There is nowhere else in the world when you can keep busy doing so little and enjoying it so much.
A Good Year is an easy read about an Englishman inheriting a run-down house and vineyard in southern France. All the stock characters are there: a reluctant Englishman in the shadow of his eccentric late uncle, his wine-buff friend visiting from London, an elegant female notaire, a mysterious man tending the vines who knows more than he’s saying, a young American girl fresh from Napa Valley, an eccentric cleaner and a local love interest. Despite humorous twists and turns, all ends happily in a haphazard yet predictable way but it is lightweight and fun and Max has some good chat-up lines along the way. Peter Mayle writes with authority on la belle vie and I enjoyed it as much as his collection of essays: Bon Appetit!
Just back from Bordeaux, I savoured his descriptions of the city:
He was particularly taken by the elegance and human scale of the eighteenth-century buildings… He admired the architectural set pieces – the Place de la Bourse, the Esplanade des Quinconces, the Grand Theatre, the fountains and statues – and he delighted in the tranquil surface of the broad, slow-flowing Garonne.
The film, although beautifully shot around sunny vineyards in the loveliest of settings, is really disappointing in comparison. The novel is much more entertaining.

Wednesday, 31 August 2011

One Day by David Nicholls


One Day is a very readable modern novel spanning twenty years of an on-off relationship between two kindred spirits, albeit opposites, who met at university in Edinburgh on graduation day. We witness their lives spiralling both up and down, portrayed movingly in a recent film adaptation starring Anne Hathaway and Jim Sturgess.
I’m interested that David Nicholls was inspired by Hardy’s novel, Tess of the D’Urbervilles. Emma and Dexter are a contemporary Tess and Angel Clare: soul mates, though poles apart in background and experience. I find myself thinking what if Angel had pursued Tess on meeting her by chance at that summer evening dance; their happiness would not have been so fleeting nor ended so tragically. And so it is with Emma and Dexter, but that is the stuff of which novels are made and why we love reading them. There are parallels: Dexter’s unsent letter from India (cut from the film) reminds me of Tess’s unread letter, pushed under Angel’s door the night before their wedding. Angel’s middle-class family and comfortable background mirror Dexter’s privileged upbringing. Both heroines are strong, yet fated by circumstance.
I loved reading their witty conversations and letters, made all the more poignant by the hands fate deals them, as it does all of us as we grow older in the game we glibly call life.
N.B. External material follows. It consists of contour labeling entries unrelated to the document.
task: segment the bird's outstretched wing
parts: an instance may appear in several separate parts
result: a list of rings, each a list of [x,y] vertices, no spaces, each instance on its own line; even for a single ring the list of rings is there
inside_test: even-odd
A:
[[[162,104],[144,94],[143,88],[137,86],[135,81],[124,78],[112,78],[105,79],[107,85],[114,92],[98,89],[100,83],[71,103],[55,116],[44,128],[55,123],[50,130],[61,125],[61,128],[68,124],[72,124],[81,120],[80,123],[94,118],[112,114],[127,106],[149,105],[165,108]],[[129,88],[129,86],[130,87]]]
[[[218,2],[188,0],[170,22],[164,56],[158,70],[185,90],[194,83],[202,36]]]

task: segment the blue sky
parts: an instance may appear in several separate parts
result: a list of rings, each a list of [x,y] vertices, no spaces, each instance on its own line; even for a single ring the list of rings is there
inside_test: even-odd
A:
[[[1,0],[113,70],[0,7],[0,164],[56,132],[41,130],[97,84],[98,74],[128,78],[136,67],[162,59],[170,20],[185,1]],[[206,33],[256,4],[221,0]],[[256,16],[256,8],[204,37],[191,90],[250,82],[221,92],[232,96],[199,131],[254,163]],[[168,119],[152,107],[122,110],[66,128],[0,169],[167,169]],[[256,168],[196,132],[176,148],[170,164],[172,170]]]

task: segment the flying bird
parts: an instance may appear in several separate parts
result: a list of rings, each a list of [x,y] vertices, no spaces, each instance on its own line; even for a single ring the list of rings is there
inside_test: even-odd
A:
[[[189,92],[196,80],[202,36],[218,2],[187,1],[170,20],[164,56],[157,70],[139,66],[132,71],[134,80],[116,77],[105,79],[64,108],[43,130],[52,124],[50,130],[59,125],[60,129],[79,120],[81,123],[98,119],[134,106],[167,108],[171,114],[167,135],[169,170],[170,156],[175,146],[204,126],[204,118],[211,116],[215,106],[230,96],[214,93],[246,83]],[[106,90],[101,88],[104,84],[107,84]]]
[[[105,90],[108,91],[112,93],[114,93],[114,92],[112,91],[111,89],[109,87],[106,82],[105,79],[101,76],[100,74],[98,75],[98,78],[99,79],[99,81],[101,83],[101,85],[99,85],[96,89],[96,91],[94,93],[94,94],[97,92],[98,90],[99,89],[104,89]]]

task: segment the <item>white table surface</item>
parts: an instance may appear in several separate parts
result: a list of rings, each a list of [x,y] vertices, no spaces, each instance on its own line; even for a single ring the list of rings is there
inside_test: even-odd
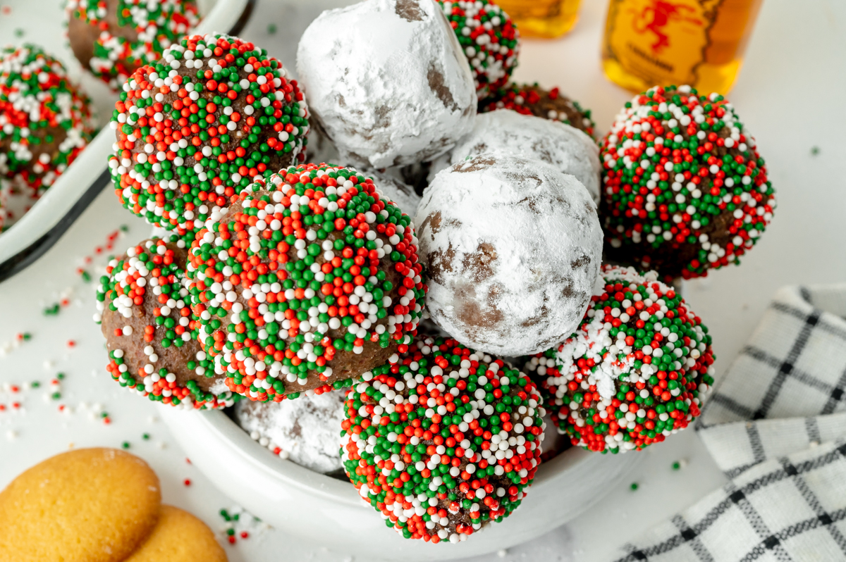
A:
[[[343,3],[321,0],[316,5]],[[604,131],[629,95],[607,82],[600,68],[607,3],[585,0],[583,4],[580,20],[569,35],[524,41],[515,78],[559,85],[594,110]],[[296,37],[287,32],[314,12],[305,4],[260,0],[243,35],[290,66]],[[3,17],[12,16],[0,14]],[[270,24],[276,25],[272,34]],[[846,3],[766,0],[747,55],[730,99],[757,138],[779,206],[766,234],[741,267],[688,284],[688,299],[714,336],[718,373],[742,347],[777,287],[846,279],[846,250],[840,238],[846,181],[837,169],[838,162],[846,161]],[[819,147],[816,156],[811,154],[814,146]],[[124,224],[129,232],[118,240],[115,252],[146,237],[149,227],[122,210],[107,190],[46,256],[0,284],[0,348],[19,332],[32,334],[30,341],[0,356],[0,405],[6,406],[0,411],[0,487],[69,447],[119,447],[128,441],[129,450],[158,473],[167,503],[192,511],[217,530],[222,525],[218,511],[235,503],[186,462],[159,420],[161,406],[130,396],[104,368],[102,336],[91,319],[95,281],[84,283],[75,270]],[[106,254],[87,266],[95,278],[103,270]],[[55,316],[45,316],[42,309],[69,290],[69,304]],[[69,347],[69,340],[76,345]],[[59,372],[66,377],[61,398],[54,400],[49,397],[49,381]],[[30,388],[36,380],[41,387]],[[11,392],[13,385],[22,390]],[[19,408],[12,406],[16,401]],[[65,406],[63,412],[60,405]],[[111,423],[104,423],[95,410],[107,412]],[[149,440],[142,439],[145,433]],[[629,479],[609,482],[609,494],[578,521],[531,543],[474,560],[607,560],[625,541],[724,482],[693,431],[634,454],[644,455],[645,461]],[[673,471],[676,461],[684,466]],[[190,486],[184,483],[186,478]],[[632,482],[640,484],[637,491],[630,489]],[[519,510],[513,516],[519,517]],[[354,559],[353,553],[305,543],[284,529],[254,534],[226,549],[235,561]]]

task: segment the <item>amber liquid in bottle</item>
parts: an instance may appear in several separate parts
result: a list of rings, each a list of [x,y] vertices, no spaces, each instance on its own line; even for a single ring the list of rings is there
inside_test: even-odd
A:
[[[611,0],[602,67],[632,91],[689,84],[728,93],[762,0]]]
[[[581,0],[498,0],[524,37],[560,37],[579,16]]]

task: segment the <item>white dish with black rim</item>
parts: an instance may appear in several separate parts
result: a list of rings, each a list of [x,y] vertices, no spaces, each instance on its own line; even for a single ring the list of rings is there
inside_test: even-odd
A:
[[[203,18],[192,32],[225,31],[237,35],[249,19],[255,3],[201,1],[198,4]],[[53,3],[47,3],[49,9],[45,9],[44,3],[31,0],[13,3],[9,16],[4,17],[0,25],[0,36],[19,36],[15,42],[34,42],[58,57],[72,79],[81,82],[91,95],[102,128],[29,212],[0,234],[0,281],[21,271],[49,249],[97,194],[112,183],[107,162],[114,144],[114,132],[107,124],[109,107],[116,95],[82,72],[64,38],[63,11]],[[46,33],[48,29],[54,32]]]

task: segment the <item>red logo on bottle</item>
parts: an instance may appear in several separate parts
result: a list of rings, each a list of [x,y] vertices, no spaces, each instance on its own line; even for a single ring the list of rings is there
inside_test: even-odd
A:
[[[664,33],[664,28],[670,22],[687,21],[696,25],[703,25],[705,22],[696,17],[690,17],[695,10],[683,3],[673,3],[664,0],[651,0],[650,5],[645,7],[640,14],[634,17],[634,31],[640,35],[651,31],[655,35],[655,42],[651,46],[652,52],[660,54],[664,48],[670,46],[670,37]]]

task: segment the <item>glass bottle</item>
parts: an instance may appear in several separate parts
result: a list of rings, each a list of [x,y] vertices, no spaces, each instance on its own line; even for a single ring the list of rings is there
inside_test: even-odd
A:
[[[632,91],[689,84],[728,93],[762,0],[611,0],[602,68]]]
[[[497,0],[524,37],[560,37],[579,16],[581,0]]]

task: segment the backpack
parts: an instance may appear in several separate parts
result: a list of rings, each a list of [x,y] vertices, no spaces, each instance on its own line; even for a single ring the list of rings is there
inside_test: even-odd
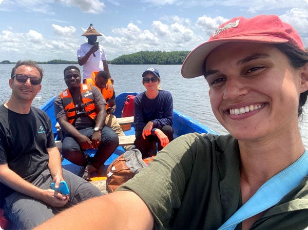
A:
[[[137,149],[128,150],[118,157],[107,169],[106,188],[113,192],[147,166],[142,159],[141,152]]]
[[[134,95],[128,95],[124,102],[122,111],[122,117],[131,117],[133,116],[133,100]]]

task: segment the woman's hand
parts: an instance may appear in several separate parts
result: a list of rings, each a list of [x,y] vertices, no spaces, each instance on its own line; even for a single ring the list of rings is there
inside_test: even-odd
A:
[[[159,139],[163,148],[165,147],[169,143],[169,141],[168,137],[161,130],[156,129],[155,130],[155,134],[156,134],[156,136]]]
[[[143,139],[145,139],[147,136],[151,135],[152,129],[153,129],[153,122],[149,121],[142,130],[142,137],[143,137]]]

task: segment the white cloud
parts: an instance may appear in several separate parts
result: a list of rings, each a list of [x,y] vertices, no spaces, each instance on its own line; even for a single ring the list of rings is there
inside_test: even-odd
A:
[[[29,41],[33,43],[41,43],[44,41],[44,37],[42,34],[34,30],[30,30],[26,34],[26,37]]]
[[[205,15],[198,17],[196,23],[196,26],[200,30],[205,31],[209,36],[213,32],[223,23],[228,19],[224,18],[220,16],[211,18]]]
[[[155,33],[159,36],[166,36],[169,34],[169,26],[163,24],[160,21],[153,21],[152,23],[152,28]]]
[[[172,5],[179,2],[178,0],[144,0],[144,3],[148,3],[153,5]]]
[[[100,0],[56,0],[68,7],[75,6],[85,13],[99,14],[103,12],[105,4]]]

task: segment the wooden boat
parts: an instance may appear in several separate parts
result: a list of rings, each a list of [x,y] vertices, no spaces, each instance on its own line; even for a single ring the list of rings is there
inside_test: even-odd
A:
[[[124,104],[128,95],[136,95],[138,93],[123,93],[116,97],[116,103],[117,104],[117,110],[113,113],[113,114],[118,118],[121,117],[122,110],[123,106]],[[45,111],[48,116],[50,117],[53,129],[53,132],[55,137],[55,140],[59,140],[59,136],[57,133],[57,128],[56,128],[56,120],[54,117],[54,108],[53,106],[53,101],[56,96],[50,98],[44,104],[40,107],[40,109]],[[197,132],[199,133],[211,133],[216,134],[217,133],[211,130],[210,129],[206,127],[198,121],[194,120],[189,117],[185,116],[180,112],[174,110],[174,136],[177,138],[182,135],[188,133]],[[126,135],[134,135],[134,126],[132,124],[131,129],[129,130],[124,131]],[[105,165],[109,165],[112,161],[118,157],[120,155],[124,152],[124,149],[121,146],[118,147],[113,154],[105,162]],[[78,174],[80,166],[72,164],[68,160],[64,159],[62,162],[63,168],[73,173]]]

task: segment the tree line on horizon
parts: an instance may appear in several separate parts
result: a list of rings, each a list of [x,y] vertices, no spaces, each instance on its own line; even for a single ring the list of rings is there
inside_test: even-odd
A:
[[[113,65],[182,65],[190,51],[140,51],[124,54],[108,62]],[[0,64],[16,62],[4,60]],[[53,59],[48,61],[36,61],[38,64],[78,64],[77,61]]]

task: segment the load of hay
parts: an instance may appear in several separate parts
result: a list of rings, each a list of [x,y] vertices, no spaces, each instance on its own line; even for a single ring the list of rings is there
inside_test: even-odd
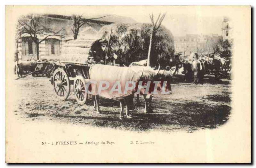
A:
[[[109,40],[113,52],[118,57],[117,62],[126,65],[147,59],[152,28],[149,23],[117,23],[106,25],[100,30],[100,38]],[[163,67],[168,64],[174,52],[174,40],[171,31],[163,26],[156,32],[152,41],[150,65]]]
[[[90,51],[93,40],[72,40],[68,41],[62,46],[60,60],[78,63],[86,64],[90,56]]]

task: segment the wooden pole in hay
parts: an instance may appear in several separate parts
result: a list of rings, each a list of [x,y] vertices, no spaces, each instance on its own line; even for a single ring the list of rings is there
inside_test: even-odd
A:
[[[161,18],[160,18],[160,16],[161,15],[161,13],[160,13],[158,16],[158,18],[157,18],[157,19],[156,20],[156,22],[154,22],[153,14],[152,13],[151,15],[149,14],[149,17],[151,20],[151,22],[152,23],[153,28],[152,29],[152,31],[151,32],[150,36],[149,46],[148,48],[148,60],[147,62],[147,66],[148,67],[150,66],[150,54],[151,52],[151,46],[152,45],[152,39],[153,38],[154,35],[156,33],[156,32],[159,29],[159,28],[161,25],[161,23],[162,23],[162,21],[163,21],[163,20],[164,20],[164,18],[166,15],[166,13],[165,13],[162,15]],[[160,18],[160,20],[159,18]]]
[[[110,40],[110,36],[111,36],[111,34],[112,33],[112,30],[111,30],[110,31],[110,34],[109,34],[109,36],[108,37],[108,47],[107,47],[107,53],[106,53],[106,57],[108,56],[108,45],[109,44],[109,40]],[[107,59],[105,59],[105,65],[107,63]]]

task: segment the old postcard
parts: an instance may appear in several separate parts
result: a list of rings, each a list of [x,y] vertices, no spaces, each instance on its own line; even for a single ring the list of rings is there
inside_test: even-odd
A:
[[[251,163],[251,6],[5,17],[6,163]]]

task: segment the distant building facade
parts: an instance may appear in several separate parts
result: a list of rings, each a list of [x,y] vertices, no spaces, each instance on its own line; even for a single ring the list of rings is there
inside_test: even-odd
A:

You’re gorgeous, you old hag, and if I could give you just one gift ever for the rest of your life it would be this. Confidence. It would be the gift of confidence. Either that or a scented candle.

Tuesday, 2 August 2011

The Novel in the Viola by Natasha Solomons

I read this novel recently following some sad news and it has been an easy comforting read. It is not a clever academic novel; much of it is predictable but it is carefully written and well researched. I found myself caring about the characters and what was to become of them as I quickly turned over the pages, travelling with the heroine, Elise, from Vienna to a country house in Dorset, shortly before outbreak of the Second World War.
There is a dream-like quality that embraces both emptiness and possibility as loss is explored in all its fullness.
Somewhere a clock ticks backwards and midnight is un-struck. Juliana plays and plays and it is every time at once. Burt is fishing in The Lugger on the Danube at dawn, and Mrs. Ellsworth and Hidegard bake a game pie together in the small kitchen of our old apartment.

Perhaps nothing is really lost; memories endure for those left behind. The accompanying Concerto in D minor for Viola, composed by Jeff Rona, expresses that beautifully in addition to these lines from Edmund Spenser's The Faerie Queene, 1590.
Nor is the earthe the lesse, or loseth aught.
For whatsoever from one place doth fall,
Is with the tide unto another brought...
For there is nothing lost , but may be found if sought...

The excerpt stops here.